He was alive? An ache in Robert’s chest flared. No wonder
Martin hadn’t waited for Amanda. No doubt he would have spent eternity with her
if he could. And he never would have abandoned her during that crisis. The
realization made Robert feel like a heel.

Each half hour the story grew. Reporters had combed archives
for photos of Martin. They’d chosen the picture of Robert and Martin at the
dinner commemorating Audrey’s twenty-fifth year.

Headline News even had wedding pictures. Robert stared at
the image of him with Amanda in her Versace original. That day Robert was sure
his every dream had come true. How had it all gone so wrong?

Suddenly, he heard Rachel’s voice. “
I don’t know any more than you do. I just want to get back to Atlanta
.”

Robert glanced up at the television monitor to see his
daughter trapped in a huddle of reporters, microphones with call letters waving
in her face. She excused herself and attempted to push past the swarm.

As usual, she was dressed in an Audrey’s fashion, taupe
gabardine slacks with a teal blue silk blouse. When she became the head buyer
of the corporation, she began dressing exclusively in company merchandise, even
her shoes. Robert had teased her about her loyalty to the store. And Amanda was
absolutely incensed.

One time, she cornered Rachel. “Why are you wearing that
cheap knock-off when you could be wearing real Donna Karan?”

Rachel had smiled sweetly and patted her mother’s cheek. “I
wear Audrey’s so
you
can buy DKNY.”

And with those long legs and tiny waist, anything Rachel
wore looked fabulous.

A news reporter blocked Rachel’s retreat. “Who told you
about your mother’s murder?”

Another asked, “When is the last time you saw your brother?”

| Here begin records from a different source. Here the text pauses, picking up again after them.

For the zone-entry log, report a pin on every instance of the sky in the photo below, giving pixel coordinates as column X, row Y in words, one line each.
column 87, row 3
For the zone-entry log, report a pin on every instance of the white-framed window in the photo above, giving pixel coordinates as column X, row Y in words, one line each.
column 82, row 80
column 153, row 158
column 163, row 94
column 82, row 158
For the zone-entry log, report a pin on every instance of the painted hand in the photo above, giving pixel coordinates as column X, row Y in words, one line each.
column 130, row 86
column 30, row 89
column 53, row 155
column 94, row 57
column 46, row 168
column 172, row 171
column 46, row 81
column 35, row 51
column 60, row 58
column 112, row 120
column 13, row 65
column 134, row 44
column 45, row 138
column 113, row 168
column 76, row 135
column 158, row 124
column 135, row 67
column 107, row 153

“What do you know about Morgan Hastings?” came a shout from
the back.

Rachel raised her hands. “I understand your curiosity, but
I’m sure the police can tell you much more than I can. Now if you’ll please
excuse me, I have a flight to catch.”

Such control. Rachel was a master of diplomacy. If Robbie
had been a disappointment, Rachel had been Robert’s shining legacy. She’d been
born with an uncanny sense of style. When other little girls were merely
playing with Barbies, Rachel was designing fashions for her dolls. She’d mix
the vest from a casual outfit with the satin skirt of an evening gown. She was
dressing Barbie in boots and leggings long before it became a craze.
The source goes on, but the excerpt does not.